Unplugging the public cloud!
Last week Tuesday we finally hit the delete button and terminated all our frontend and backend instances at Google Cloud before switching our portal (https://beta.nlpcore.com) over to our private cloud stack sitting in a locked closet in the backyard. It was quite a momentous occasion for us as for past few months we have been experimenting across various options to find an optimal price and performance balance for our continuously high compute requirements.
To put this into perspective, we are an enterprise search startup, heavily experimenting with various datasets including many in the domain of health sciences. NLPCORE website provides contextually relevant color coded bioentities, materials along with their annotation references from published research that they can easily filter, or explore visually on a relationship graph at any depth. Underneath the covers, NLPCORE has a workflow pipeline managing Docker instances that crawl research articles, extract and parse text, gather linguistic (parts of speech tags) and statistical vitals (terms and colocations frequencies), update its neural network, update text index as well as compute most likely results. All this happens in a completely automated and distributed environment spread across multiple nodes that are added/removed dynamically based upon workloads (including selecting node specs to match size of workload as and when required). This architecture requires us to have high number of compute instances available on demand to find contextual relevant results as well as a reasonably good number of background instances on a frequent basis to crawl the web and maintain the index cache respectively.
Extracted from millions of articles, the average size of a dataset is roughly 100GB and computed results amount to 1/3rd of the original dataset size at a minimum. All the cloud vendors provide amazing infrastructure for high volume storage at cheap rates. Computing once on an expensive high compute instance and pushing all the computed data to the cloud is an ideal situation for most companies and therefore cloud remains a popular choice for them. But for companies like ourselves that are still in the experimentation stage, have to throw away computed data and often start from scratch. We are therefore different from and more demanding than a traditional transactional cloud application where the application instances only come alive to query or update a limited set of results from/to a database instance. While quite not there yet but we are more like building Amazon Alexa on AWS, Bing Search on Azure or Google Search on Google App Engine and paying for each compute instance. Recent story of Dropbox moving off AWS is a good example on this front (http://www.wired.com/2016/03/epic-story-dropboxs-exodus-amazon-cloud-empire/).
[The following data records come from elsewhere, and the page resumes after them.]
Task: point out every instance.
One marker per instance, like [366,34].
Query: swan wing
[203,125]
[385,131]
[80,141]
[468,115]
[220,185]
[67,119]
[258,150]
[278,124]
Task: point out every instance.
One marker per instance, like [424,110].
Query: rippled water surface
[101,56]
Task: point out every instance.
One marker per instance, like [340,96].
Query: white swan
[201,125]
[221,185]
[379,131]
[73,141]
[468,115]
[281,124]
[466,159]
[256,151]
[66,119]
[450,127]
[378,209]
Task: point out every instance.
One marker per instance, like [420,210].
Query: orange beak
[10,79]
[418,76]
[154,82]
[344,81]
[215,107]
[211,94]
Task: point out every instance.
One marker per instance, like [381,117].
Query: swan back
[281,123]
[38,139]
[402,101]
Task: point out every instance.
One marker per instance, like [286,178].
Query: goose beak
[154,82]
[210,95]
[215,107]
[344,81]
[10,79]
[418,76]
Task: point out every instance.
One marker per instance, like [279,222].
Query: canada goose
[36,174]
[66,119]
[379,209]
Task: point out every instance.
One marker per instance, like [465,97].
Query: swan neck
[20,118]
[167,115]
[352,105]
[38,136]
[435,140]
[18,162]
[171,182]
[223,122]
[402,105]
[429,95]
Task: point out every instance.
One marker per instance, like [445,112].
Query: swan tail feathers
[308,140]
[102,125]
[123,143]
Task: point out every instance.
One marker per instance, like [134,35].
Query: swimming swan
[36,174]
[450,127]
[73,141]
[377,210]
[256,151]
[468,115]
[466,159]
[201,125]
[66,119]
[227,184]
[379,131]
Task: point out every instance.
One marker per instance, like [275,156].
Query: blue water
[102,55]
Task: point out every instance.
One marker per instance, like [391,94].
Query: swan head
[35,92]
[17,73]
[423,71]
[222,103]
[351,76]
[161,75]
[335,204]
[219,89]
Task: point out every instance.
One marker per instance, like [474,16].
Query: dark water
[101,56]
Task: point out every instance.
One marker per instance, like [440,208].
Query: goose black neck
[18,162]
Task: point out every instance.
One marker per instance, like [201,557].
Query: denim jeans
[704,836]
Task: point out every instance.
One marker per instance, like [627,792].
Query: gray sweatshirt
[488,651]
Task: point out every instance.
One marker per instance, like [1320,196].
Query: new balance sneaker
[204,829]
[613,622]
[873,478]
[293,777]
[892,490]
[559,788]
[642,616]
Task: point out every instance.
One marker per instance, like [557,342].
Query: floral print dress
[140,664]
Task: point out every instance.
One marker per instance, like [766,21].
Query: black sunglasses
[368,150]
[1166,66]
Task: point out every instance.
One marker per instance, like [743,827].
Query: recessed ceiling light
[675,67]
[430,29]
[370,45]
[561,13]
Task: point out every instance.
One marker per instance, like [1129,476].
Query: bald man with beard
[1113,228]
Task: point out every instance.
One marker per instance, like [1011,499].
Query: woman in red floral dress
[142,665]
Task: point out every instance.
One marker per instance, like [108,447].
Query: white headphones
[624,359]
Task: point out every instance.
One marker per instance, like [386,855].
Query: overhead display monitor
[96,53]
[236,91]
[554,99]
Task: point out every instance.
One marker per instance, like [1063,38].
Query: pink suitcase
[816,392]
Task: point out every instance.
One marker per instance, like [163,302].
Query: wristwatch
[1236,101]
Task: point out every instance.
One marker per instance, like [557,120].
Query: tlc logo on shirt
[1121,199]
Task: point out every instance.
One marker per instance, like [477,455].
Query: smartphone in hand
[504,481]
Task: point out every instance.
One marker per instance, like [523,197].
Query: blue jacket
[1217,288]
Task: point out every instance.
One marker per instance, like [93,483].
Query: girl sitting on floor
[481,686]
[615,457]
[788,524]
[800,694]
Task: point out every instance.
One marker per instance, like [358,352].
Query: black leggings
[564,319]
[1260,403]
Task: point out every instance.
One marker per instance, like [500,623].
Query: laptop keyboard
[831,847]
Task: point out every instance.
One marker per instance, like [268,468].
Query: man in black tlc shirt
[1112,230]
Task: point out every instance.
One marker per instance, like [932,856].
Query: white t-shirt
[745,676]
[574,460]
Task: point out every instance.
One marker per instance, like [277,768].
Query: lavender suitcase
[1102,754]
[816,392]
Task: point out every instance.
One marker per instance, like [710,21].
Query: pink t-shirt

Being a self-funded startup has been a blessing in disguise for us as it forces us to find the most efficient hardware and software combination possible to build an industrial strength enterprise search platform that we feel offers unique value proposition to our users. We experimented with all three major cloud vendors - Amazon AWS, Microsoft Azure and Google App Engine along the way. Even though each platform offers a variety of compute instances and software infrastructure components that potentially could help a third-party like ourselves optimize our costs and slim down our own software stack; being on a virtual instance on any of these platforms we never could accurately map our performance to physical characteristics of the underlying hardware CPU, GPU or RAM. So eventually we decided to build hardware of our own, ordering parts at a time from where else - Amazon Prime! In a couple of days, we had a custom PC ready with Intel Core i7-5820 Haswell 6 Core processor, 16GB RAM and a high performance liquid CPU cooler to keep our stuff literally cool! We added a second off the shelf (we literally lifted it off the shelf from a reuse store here in Seattle) older CPU i5-750 Quad Core processor to divvy up the workload. We have been pleasantly surprised as the table below show our results.
Our machines have been operating continuously for past 3 months at full scale, while we honed our new algorithms to find more meaningful relations, dig deeper in our graphs and surface meaningful results. We believe we now have a good reference platform in place that allows us to experiment both on hardware (we are thinking of adding raspberry or banana-pi nodes next in the mix as low cost worker nodes for simple tasks such as crawling the web) and software (a bottomless list of ideas, requirements and feature requests) front. We also intend to leverage our hardware experiment as a reference platform that in future we could offer as a high performance compute instances.
Verdict on Cloud
Cloud is here to stay without a doubt. It offers ubiquitous access, resource consolidation, redundancy, scale and configurability at low cost. However, I believe business models currently on offer need to evolve to truly pass-on these savings to all customers. At present, I would say the model works really well for class of vendors where they can factor in their cloud costs as a fraction of their own service offering. Heroku is a great example in this sense. They offer a limited free instance that is based on Amazon's limited free instance but if a customer goes over, they add a premium over what Amazon charges them, generating that as their incremental revenue. For Enterprise customers, this is primarily a TCO (Total Cost of Ownership) question. If they factor in their own hardware purchase, data-center maintenance and staff costs and compare that against that of cloud subscriptions, they may find the right point where it may make sense for them to be on cloud versus maintaining their own data center or vice-versa. Finally, for companies (such as ourselves) where compute or storage requirements are mission critical and scale exponentially as number of users increase, unless there is a business model that offers pricing based on number of users or volume of data, they are better off charting their own course - precisely what Dropbox has just achieved.